Package installation is hard, let’s go shopping.

A.1 Packages

The short version:

install.packages(
  c("monty", "dust2", "odin2"),
  repos = c("https://mrc-ide.r-universe.dev", "https://cloud.r-project.org"))

We require a number of R packages, most of which are currently (as of late 2024) under very active development. The canonical source for these packages is currently our r-universe and not CRAN, but we hope to get the stack onto CRAN as soon as they stabilise. The version of odin on CRAN is now wildly out of date with the content in this guide.

The required packages are:

  • odin2: the DSL itself
  • dust2: support for running odin models (odin “transpiles” R code into dust2)
  • monty: statistical distributions and inference support

These packages sit on a huge foundation of work, much of which has been written by staff at Posit (formerly RStudio)

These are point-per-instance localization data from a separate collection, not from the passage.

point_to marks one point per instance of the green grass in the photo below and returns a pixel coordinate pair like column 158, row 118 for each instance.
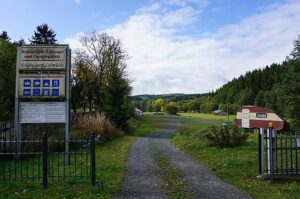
column 174, row 182
column 238, row 166
column 110, row 171
column 209, row 116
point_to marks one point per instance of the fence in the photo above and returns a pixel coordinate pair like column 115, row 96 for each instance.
column 44, row 158
column 281, row 154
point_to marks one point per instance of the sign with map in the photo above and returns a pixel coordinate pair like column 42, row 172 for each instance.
column 42, row 57
column 42, row 85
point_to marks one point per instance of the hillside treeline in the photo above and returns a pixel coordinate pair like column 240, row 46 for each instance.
column 276, row 86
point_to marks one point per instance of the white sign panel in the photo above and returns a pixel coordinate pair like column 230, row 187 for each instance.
column 42, row 85
column 43, row 58
column 245, row 118
column 42, row 112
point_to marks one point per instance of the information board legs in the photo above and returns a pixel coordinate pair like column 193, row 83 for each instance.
column 261, row 150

  • cpp11 for painless bindings between C++ and R
  • pkgbuild for building packages
  • pkgload for loading temporary packages
  • cli for messages and console interfaces
  • rlang for control over metaprogramming and errors

A.2 System requirements

You need a functioning C++ toolchain. How you get one depends on your platform, and is unfortunately a bit of a moving target. The source of truth for these matters is Writing R extensions and R installation and administration.

For windows users it is usually sufficient to install Rtools for your version of R. For Linux users there’s a good chance you already have a functioning toolchain. Mac users tend to have the biggest issues, particularly with OpenMP support.

You can run this diagnostic function in pkgbuild (which we use to do compilation) to help diagnose your system

pkgbuild::check_build_tools(debug = TRUE)
Trying to compile a simple C file
Running /opt/R/4.4.1/lib/R/bin/R CMD SHLIB foo.c
using C compiler: ‘gcc (Ubuntu 11.4.0-1ubuntu1~22.04) 11.4.0’
gcc -I"/opt/R/4.4.1/lib/R/include" -DNDEBUG   -I/usr/local/include    -fpic  -g -O2  -c foo.c -o foo.o
gcc -shared -L/opt/R/4.4.1/lib/R/lib -L/usr/local/lib -o foo.so foo.o -L/opt/R/4.4.1/lib/R/lib -lR
Your system is ready to build packages!